GtkGdkPangoAtkCairoGlib / GLib ratio: (4394512 + 857576) / 857576 = 6.12.
So the “savings” turn out to be splitting off 5/6th of the GUI stack size. At best, a GLib-only program is saving 4.2MB that way. But then again, those are likely to be in memory already anyway. And most definitely, they reside in a library, available as const .text on the harddisk. To put that into perspective: We’re talking about only a handful megabytes here. In physical size actually less than a hires desktop background image, smaller than some icon themes, or roughly 10% of a full linux-2.6.8 kernel + modules binary footprint (41MB). Also symbol resolution performance doesn’t necessarily improve through splits, Ulrich Drepper has a few words on multiple DSOs during deployment.

Given that selecting Gtk+ subcomponents to allow selective shrinkage for size constrained embedded devices via configure.in options is on our TODO list anyway; for this set of libraries: Size is not worth a split!

Of course, other aspects not reflected in library size weigh in much more strongly.
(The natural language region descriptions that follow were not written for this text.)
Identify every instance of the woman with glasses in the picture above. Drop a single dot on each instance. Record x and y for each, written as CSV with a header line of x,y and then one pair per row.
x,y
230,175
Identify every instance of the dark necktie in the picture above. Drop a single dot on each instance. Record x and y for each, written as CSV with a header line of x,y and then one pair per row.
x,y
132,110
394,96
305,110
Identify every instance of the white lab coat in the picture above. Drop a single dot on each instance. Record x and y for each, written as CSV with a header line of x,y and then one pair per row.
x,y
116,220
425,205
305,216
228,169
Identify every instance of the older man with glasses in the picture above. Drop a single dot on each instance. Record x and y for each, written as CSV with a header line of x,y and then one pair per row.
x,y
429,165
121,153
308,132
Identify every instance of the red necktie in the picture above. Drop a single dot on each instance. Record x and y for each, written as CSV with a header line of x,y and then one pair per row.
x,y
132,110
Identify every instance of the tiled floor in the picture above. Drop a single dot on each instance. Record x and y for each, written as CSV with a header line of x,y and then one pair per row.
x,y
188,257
Such as the ability to build different user communities around projects (e.g. for Cairo vs. Glib) or the reduced dependency chain (sshfs and Qt wouldn’t depend on GLib if it drew in Pango or Gtk+).
So while for the vast majority of applications the GLib split off doesn’t make a huge difference technically, software evolution arguments make all the difference, definitely justifying a separation. The GLib internal splits are definitely not worth the hassle and conceptual boundaries though, if we ever break binary compatibility again, merging the GLib internal libraries and respective pkg-config packages would be a good idea.

Back to my original problem… I’m now pretty convinced that merging Rapicorn with the Birnet utility library will most likely not pose a problem anytime soon. And Qt 4 kindly demonstrates that splits can also be carried out successfully later on during the game.